Dans le box des accusés, un homme écoute attentivement le témoignage de sa fille. Il s’agit de Brahim Chnina, 52 ans, poursuivi pour avoir publié sur les réseaux sociaux des messages et des vidéos «haineuses» contre Samuel Paty. Nina, la fille de Brahim Chnina et élève de Samuel Paty, comparaît pour la seconde fois. En décembre dernier, elle a été condamnée à 18 mois de prison avec sursis probatoire pour dénonciation calomnieuse.
Le président Franck Zientara la prévient : «Cela ne vous interdit pas de parler avec franchise». Nina raconte alors comment elle a menti à ses parents pour justifier ses deux jours d’exclusion du collège.
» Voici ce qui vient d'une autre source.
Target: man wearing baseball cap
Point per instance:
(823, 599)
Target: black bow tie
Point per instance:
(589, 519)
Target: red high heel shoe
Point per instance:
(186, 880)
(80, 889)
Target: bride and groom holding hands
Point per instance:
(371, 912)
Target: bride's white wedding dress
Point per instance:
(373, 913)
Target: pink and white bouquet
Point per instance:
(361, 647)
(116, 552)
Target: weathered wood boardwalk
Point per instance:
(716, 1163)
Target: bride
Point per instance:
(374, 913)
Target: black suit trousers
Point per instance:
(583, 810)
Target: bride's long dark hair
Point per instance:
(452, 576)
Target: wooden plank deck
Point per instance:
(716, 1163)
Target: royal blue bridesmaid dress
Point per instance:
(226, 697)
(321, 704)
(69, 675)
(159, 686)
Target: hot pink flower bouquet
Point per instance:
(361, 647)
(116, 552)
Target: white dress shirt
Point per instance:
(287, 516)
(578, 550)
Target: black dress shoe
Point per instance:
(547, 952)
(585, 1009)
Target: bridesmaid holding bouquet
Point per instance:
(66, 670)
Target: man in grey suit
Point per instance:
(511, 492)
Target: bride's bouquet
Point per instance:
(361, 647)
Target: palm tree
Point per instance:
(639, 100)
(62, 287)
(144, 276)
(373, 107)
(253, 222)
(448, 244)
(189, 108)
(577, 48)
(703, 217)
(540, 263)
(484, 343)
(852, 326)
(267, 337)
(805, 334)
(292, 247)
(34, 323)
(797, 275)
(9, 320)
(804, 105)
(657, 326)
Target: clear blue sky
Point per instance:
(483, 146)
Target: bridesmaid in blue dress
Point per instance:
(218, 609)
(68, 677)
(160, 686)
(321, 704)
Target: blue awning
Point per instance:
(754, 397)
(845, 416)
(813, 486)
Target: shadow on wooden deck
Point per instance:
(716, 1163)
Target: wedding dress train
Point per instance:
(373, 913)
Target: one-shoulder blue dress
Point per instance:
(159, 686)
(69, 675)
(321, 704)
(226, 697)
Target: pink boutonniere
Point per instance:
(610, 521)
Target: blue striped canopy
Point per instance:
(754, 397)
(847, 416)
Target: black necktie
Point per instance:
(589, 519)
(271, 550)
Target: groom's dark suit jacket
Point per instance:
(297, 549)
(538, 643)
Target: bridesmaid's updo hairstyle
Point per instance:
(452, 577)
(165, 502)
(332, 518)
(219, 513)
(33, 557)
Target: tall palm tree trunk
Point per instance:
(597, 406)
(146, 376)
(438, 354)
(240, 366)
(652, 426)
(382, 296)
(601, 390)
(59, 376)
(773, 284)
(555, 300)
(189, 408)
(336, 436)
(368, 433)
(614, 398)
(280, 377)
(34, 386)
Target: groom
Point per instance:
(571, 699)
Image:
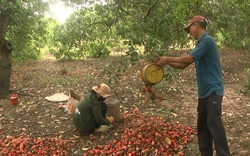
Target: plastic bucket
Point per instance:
(14, 99)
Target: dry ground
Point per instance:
(40, 118)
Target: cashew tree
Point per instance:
(20, 27)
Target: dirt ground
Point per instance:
(36, 116)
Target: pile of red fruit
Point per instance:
(148, 93)
(147, 135)
(26, 146)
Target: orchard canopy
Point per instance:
(97, 28)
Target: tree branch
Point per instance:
(150, 9)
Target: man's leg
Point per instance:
(215, 125)
(204, 137)
(104, 111)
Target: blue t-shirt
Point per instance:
(208, 69)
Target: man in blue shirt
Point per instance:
(210, 86)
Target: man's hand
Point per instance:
(111, 119)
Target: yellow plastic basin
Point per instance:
(152, 74)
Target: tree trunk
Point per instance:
(5, 67)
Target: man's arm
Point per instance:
(176, 62)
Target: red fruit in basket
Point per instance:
(160, 97)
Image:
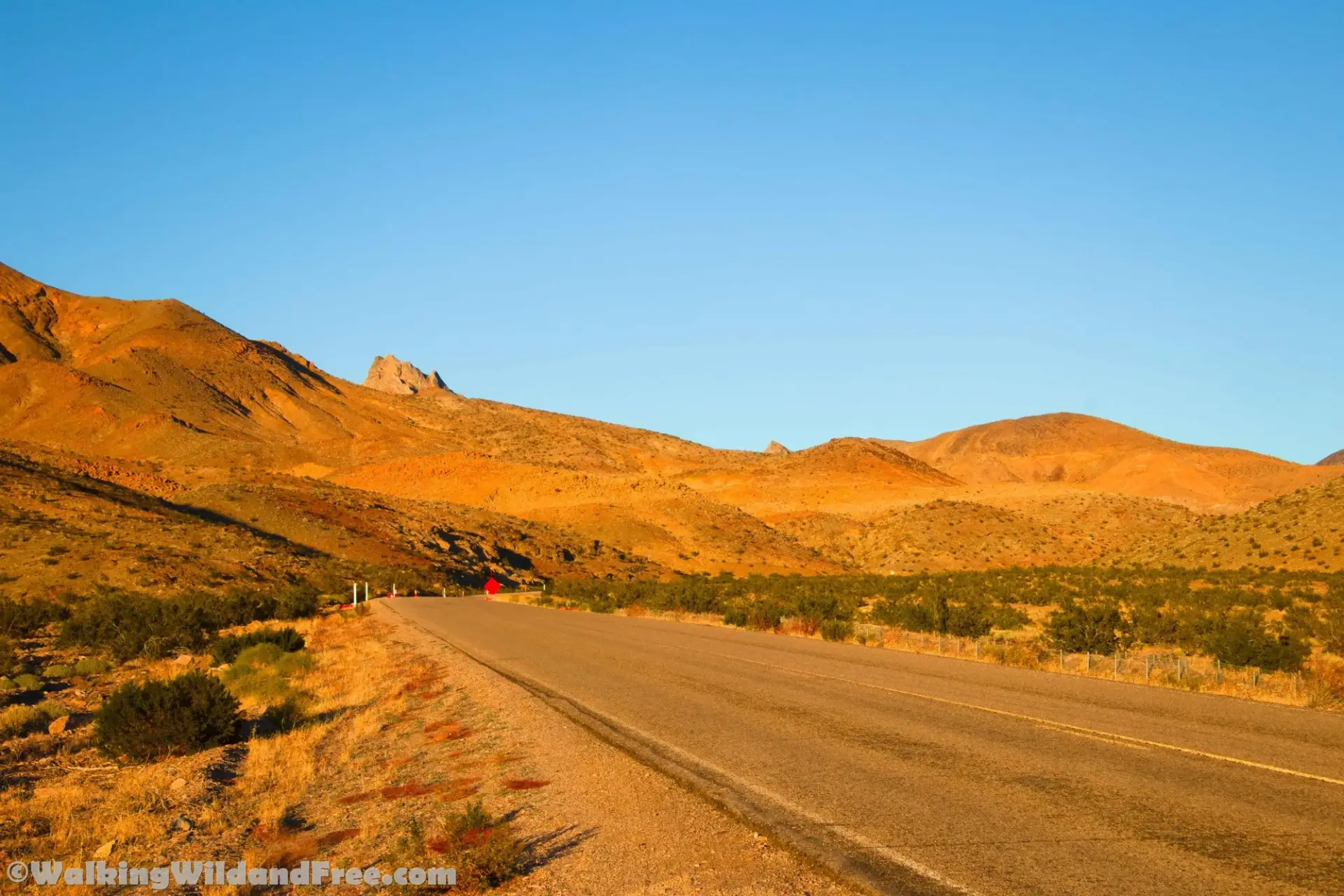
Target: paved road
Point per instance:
(924, 774)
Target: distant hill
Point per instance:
(1098, 455)
(160, 399)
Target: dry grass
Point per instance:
(383, 748)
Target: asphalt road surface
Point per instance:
(919, 774)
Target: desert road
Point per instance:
(919, 774)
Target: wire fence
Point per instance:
(1173, 668)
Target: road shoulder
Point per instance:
(628, 829)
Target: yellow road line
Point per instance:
(1062, 726)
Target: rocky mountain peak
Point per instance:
(389, 374)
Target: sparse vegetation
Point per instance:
(157, 719)
(227, 648)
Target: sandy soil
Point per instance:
(616, 827)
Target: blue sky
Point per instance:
(729, 222)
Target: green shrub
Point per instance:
(765, 616)
(92, 667)
(227, 648)
(1245, 642)
(128, 625)
(157, 719)
(1008, 617)
(297, 602)
(486, 851)
(17, 722)
(1077, 627)
(29, 681)
(836, 629)
(264, 671)
(23, 618)
(968, 621)
(8, 656)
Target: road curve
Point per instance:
(919, 774)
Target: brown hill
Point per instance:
(389, 472)
(1103, 456)
(1303, 529)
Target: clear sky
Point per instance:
(733, 222)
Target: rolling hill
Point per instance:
(157, 399)
(1103, 456)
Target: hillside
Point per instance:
(1103, 456)
(157, 398)
(1299, 531)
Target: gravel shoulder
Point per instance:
(611, 824)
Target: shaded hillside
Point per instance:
(1299, 531)
(157, 398)
(1085, 450)
(995, 531)
(71, 524)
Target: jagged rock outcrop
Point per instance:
(388, 374)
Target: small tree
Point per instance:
(157, 719)
(1077, 627)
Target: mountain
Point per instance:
(1097, 455)
(162, 401)
(390, 375)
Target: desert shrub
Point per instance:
(836, 629)
(1078, 626)
(902, 614)
(1331, 626)
(264, 672)
(92, 667)
(27, 681)
(765, 616)
(23, 618)
(127, 625)
(968, 621)
(281, 718)
(227, 648)
(156, 719)
(8, 656)
(17, 722)
(486, 851)
(1008, 617)
(1243, 641)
Élève dissipée et peu studieuse, elle a été exclue pour ses absences non justifiées et son comportement. Mais la version qu’elle livre à sa mère est bien différente.
Le mensonge et ses conséquences
Les débuts du mensonge
«Sous le coup de la panique et du stress, je lui ai dit que j’avais été à un cours et que j’étais pas d’accord, que le prof m’a exclue. Qu’on a vu des caricatures», dit-elle. Brahim Chnina ne perd pas de temps pour dénoncer sur les réseaux sociaux un professeur «voyou» qu’il cite nommément. Il est vite rejoint par le militant islamiste expérimenté Abdelhakim Sefrioui, également dans le box des accusés.
L'engrenage médiatique
Se présentant comme un «journaliste», Sefrioui fait une interview de Nina devant les portes du collège, soufflant les réponses au passage. La jeune fille, alors âgée de 13 ans, réitère ses mensonges. Avec son père, elle ira porter plainte au commissariat contre Samuel Paty.
La spirale incontrôlable
«Je me suis dit que quelqu’un allait m’arrêter dans mon mensonge mais personne n’a dit que je n’étais pas au cours. Je me suis dit que tout le monde me croyait (...) Je ne gérais plus mon mensonge», explique Nina. L’annonce de la mort de Samuel Paty ne changera rien à son entêtement.
Les aveux tardifs
Ce n’est que durant sa garde à vue, après 30 heures d’interrogatoire, que la jeune fille reconnaîtra enfin, mais trop tard, qu’elle a menti. Durant tout son témoignage, la jeune fille marque peu d’émotions... sauf quand elle parle de son père.
Les excuses de Nina
«Je tiens à m’excuser auprès de ma famille, de mes parents. À cause de mon mensonge, on se retrouve tous ici. Je tenais à m’excuser auprès de mon père (...) sans mon mensonge, personne ne serait là», sanglote-t-elle. «Je me servais de la naïveté et de la gentillesse de mon père (...) En aucun cas, il ne pouvait se dire que ce que je disais était faux». «Aujourd’hui, si une personne doit être condamnée, ce ne sont pas les personnes dans le box mais moi», répète Nina.
Réactions de l'avocate de la famille Paty
À la sortie de la salle d’audience, Me Virginie Le Roy, avocate de la famille Paty, s’étonne des revirements du témoin. «Il y a un an, elle indiquait que son père était responsable, que son père avait lancé une fatwa numérique et qu’elle avait été manipulée. Aujourd’hui, elle vient nous dire qu’elle est responsable de tout. Il ne faut pas se moquer du monde».